Pénalités renforcées contre la fraude sociale : l’amendement du Rassemblement national adopté

Ce lundi, l’Assemblée nationale a adopté un amendement proposé par le Rassemblement national (RN) visant à renforcer les sanctions en cas de fraude aux prestations sociales. Cette décision a été prise malgré l’opposition du gouvernement et de certains députés, et a suscité des réactions vives de la part de l’opposition, notamment de la gauche.

EN BREF

  • L’amendement du RN a été adopté par 27 voix contre 24.
  • Les pénalités passent à un minimum de trois fois les montants indûment perçus.
  • La gauche dénonce une stigmatisation des plus précaires dans ce projet de loi.

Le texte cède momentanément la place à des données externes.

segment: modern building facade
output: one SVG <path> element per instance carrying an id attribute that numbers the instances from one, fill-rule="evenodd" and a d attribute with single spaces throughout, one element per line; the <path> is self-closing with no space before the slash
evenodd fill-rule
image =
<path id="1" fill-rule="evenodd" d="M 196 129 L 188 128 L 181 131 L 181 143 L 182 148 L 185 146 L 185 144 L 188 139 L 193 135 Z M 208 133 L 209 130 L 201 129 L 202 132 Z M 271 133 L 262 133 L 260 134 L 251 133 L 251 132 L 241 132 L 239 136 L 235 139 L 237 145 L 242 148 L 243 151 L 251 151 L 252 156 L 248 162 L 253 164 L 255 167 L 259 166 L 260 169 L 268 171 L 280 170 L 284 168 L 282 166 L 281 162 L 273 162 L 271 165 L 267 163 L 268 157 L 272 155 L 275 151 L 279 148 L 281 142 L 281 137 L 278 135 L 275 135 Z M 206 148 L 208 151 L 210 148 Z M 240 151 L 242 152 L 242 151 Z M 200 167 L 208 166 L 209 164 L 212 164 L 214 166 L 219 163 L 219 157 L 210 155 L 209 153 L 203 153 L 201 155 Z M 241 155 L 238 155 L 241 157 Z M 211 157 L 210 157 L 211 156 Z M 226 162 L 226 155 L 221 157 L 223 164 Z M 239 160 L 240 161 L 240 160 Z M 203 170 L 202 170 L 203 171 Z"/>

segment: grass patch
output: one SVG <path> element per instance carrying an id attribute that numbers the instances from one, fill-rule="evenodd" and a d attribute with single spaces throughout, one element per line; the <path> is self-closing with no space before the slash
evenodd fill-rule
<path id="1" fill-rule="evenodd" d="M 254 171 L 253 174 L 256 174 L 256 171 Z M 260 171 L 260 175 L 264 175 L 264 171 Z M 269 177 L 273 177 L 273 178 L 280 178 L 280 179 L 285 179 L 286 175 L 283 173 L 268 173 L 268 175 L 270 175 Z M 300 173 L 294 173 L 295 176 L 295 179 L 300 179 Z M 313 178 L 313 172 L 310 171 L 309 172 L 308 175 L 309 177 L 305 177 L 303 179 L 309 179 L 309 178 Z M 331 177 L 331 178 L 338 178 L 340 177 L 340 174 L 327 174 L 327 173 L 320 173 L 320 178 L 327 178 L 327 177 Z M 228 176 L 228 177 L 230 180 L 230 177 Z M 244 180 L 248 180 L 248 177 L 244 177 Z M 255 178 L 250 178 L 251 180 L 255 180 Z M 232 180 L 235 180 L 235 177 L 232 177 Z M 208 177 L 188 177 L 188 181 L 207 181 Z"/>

Présenté par le député David Magnier, cet amendement a reçu le soutien de certains députés de droite et de la majorité macroniste, ce qui a permis son adoption dans un contexte de tensions politiques. Le vote s’est déroulé dans le cadre de l’examen d’un projet de loi global contre les fraudes sociales et fiscales, qui sera soumis à un vote final mercredi.

La gauche, quant à elle, a fermement rejeté cette proposition. Le député Insoumis Louis Boyard a exprimé son indignation face à ce qu’il qualifie d’« alliances honteuses » entre les macronistes et le RN, arguant que retirer une prestation sociale équivaut à condamner des individus à la « mort sociale ».

L’amendement vise à sanctionner des actes tels que le travail dissimulé ou la non-déclaration d’un changement de situation affectant le droit à une prestation. Actuellement, les pénalités sont déterminées en fonction de la gravité des faits et peuvent atteindre jusqu’à quatre fois le plafond mensuel de la sécurité sociale, soit 4.005 euros en 2026. En cas de récidive, ce plafond est doublé.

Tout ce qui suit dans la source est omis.